Je ne voudrais pas partir avant d’avoir écrit cette dernière lettre, les mots sont des fantômes qui hantent la mémoire et la vie est si courte. Et pourtant, comment te dire ce mal qui me terrasse quand ton regard se perd dans les brumes vaporeuses d’une aube éphémère ? Comment y croire encore quand tu ne me vois pas, image transparente à ton âme abusée ? Mes paroles d’amour ne sont que des bouteilles jetées à la mer qui viennent s’échouer sur l’île déserte de ton cœur, la mer les a roulées, les a bercées, elles ont vaincu tant d’écueils, survivantes entêtées dont l’encre se délave mais viennent mourir dans ton silence.

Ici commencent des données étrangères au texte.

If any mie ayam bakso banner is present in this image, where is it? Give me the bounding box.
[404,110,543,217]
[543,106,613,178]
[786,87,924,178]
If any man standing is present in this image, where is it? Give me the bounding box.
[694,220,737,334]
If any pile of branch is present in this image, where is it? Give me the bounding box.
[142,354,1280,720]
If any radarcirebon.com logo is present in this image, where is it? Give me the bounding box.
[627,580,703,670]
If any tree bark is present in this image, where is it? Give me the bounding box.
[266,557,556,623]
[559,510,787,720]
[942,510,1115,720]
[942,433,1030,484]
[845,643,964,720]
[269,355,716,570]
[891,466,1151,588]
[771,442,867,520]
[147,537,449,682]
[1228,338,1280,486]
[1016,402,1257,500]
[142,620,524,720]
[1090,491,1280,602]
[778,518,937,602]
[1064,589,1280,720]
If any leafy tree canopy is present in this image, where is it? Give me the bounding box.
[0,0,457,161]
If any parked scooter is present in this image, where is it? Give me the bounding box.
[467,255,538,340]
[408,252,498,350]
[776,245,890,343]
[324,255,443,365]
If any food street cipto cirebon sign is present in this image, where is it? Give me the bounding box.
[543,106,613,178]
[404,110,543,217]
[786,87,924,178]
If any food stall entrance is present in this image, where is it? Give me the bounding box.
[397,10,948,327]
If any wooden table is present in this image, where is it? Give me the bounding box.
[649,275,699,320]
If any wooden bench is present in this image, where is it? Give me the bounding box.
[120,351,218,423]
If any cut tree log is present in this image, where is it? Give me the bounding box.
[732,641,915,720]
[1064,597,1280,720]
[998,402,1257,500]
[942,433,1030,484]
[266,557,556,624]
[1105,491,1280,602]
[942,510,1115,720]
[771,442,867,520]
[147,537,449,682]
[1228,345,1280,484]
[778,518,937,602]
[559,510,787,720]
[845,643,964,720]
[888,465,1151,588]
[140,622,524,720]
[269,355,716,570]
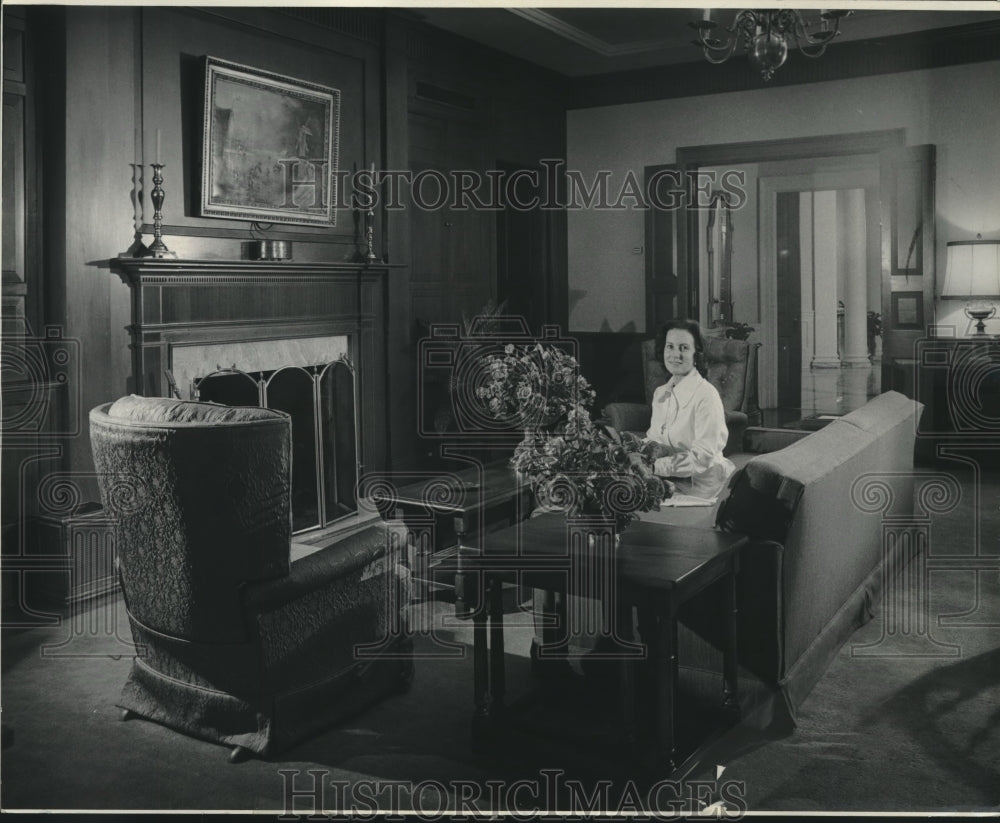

Je ne voudrais pas partir avant d’avoir senti la brûlure de ta bouche sur ma peau que l’hiver tourmente et affaiblit, pas avant d’avoir scellé de mes lèvres tes lèvres dans un baiser au parfum de regret. Mais comment t’approcher quand le temps nous sépare ? Comment venir à toi quand l’incertitude envahit mes veines comme un remord vivant ? Pourquoi te retenir si tu ne sais comprendre le désir qui me ronge et me prend jusqu’à mon dernier souffle lorsque l’obscurité s’illumine de mille flammes ardentes ? Et pourquoi te garder quand papillon de nuit, tu te brûles aux lumières assassines et trompeuses d’un soleil perfide et te détournes à jamais de ma nuit étoilée ?
Je ne voudrais pas partir avant d’avoir écrit cette dernière lettre... je ne voudrais pas mourir avant de t’avoir dit je t’aime.